Facebook's CEO Mark Zuckerberg attacked Apple during Facebook's quarterly earnings call on Wednesday.
Zuckerberg talked up Facebook's suite of messaging apps, lauding their privacy practices. He then segued into criticizing Apple, saying it makes "misleading" privacy promises to consumers while offering a messaging service, iMessage, that has less privacy than Facebook-owned WhatsApp.
"We have a lot of competitors who make claims about privacy that are often misleading," he said.
"Now, Apple recently released so-called nutrition labels which focused largely on metadata that apps collect rather than the privacy and security of people's actual messages, but iMessage stores non-end-to-end encrypted backups of your messages by default unless you disable iCloud," he said.
Apple's introduction of privacy nutrition labels for apps is part of a broader privacy update that has caused a major spat with Facebook, to the point where Facebook took out full-page newspaper attack ads in December.

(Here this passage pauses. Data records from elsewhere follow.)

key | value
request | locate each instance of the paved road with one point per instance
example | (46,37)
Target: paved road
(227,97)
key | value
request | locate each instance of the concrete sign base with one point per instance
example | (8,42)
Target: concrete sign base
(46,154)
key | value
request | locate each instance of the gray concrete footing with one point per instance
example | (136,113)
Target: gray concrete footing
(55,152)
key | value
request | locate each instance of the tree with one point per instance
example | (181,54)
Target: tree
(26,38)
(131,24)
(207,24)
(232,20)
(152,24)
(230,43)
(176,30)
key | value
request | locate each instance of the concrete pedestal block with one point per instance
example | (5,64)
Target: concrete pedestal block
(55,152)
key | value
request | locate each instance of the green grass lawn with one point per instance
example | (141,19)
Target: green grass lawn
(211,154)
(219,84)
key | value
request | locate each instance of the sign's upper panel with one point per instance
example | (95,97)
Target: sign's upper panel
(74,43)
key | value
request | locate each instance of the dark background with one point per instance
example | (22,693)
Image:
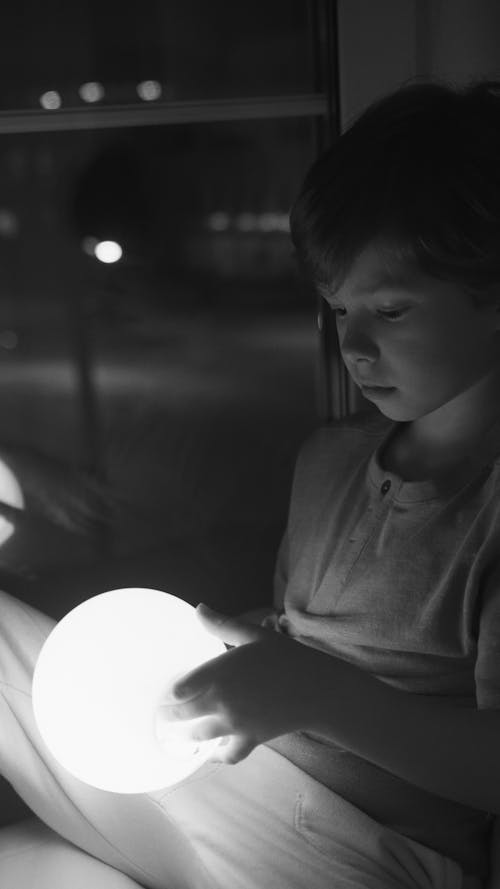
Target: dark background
(152,408)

Zuckerberg said WhatsApp's end-to-end encryption makes it "clearly superior" to Apple's messaging service.
"I do want to highlight that we increasingly see Apple as one of our biggest competitors. iMessage is a key linchpin of their ecosystem," Zuckerberg added.
He also appeared to accuse Apple of anti-competitive behavior.

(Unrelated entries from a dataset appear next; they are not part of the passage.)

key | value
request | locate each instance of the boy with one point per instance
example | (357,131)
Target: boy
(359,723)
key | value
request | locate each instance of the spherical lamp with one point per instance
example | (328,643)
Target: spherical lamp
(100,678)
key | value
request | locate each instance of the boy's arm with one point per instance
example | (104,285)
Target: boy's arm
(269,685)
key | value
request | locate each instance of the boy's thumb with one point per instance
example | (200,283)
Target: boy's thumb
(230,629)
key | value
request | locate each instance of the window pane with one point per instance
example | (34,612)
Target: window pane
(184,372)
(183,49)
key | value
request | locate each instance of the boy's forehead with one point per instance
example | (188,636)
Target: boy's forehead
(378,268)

"We are also seeing Apple's business depend more and more on gaining share in apps and services against us and other developers. So Apple has every incentive to use their dominant platform position to interfere with how our apps and other apps work, which they regularly do to preference their own. And this impacts the growth of millions of businesses around the world," he said.
Apple delayed rolling out a privacy feature as part of its iOS14 update after developers, including Facebook, said it would decimate their ad revenue. The feature will ask users permission for apps to track them for advertising purposes.
Originally slated for September 2020, Apple announced Wednesday the feature would be rolling out in early Spring. Facebook CFO Dave Wehner said the company would face "significant ad targeting headwinds" in Q1 2021 due to Apple's privacy changes.
Zuckerberg said that while Apple "may say that they're doing this to help people," the changes "clearly track their competitive interests. And I think that this dynamic is important for people to understand because we and others are going to be up against this for the foreseeable future."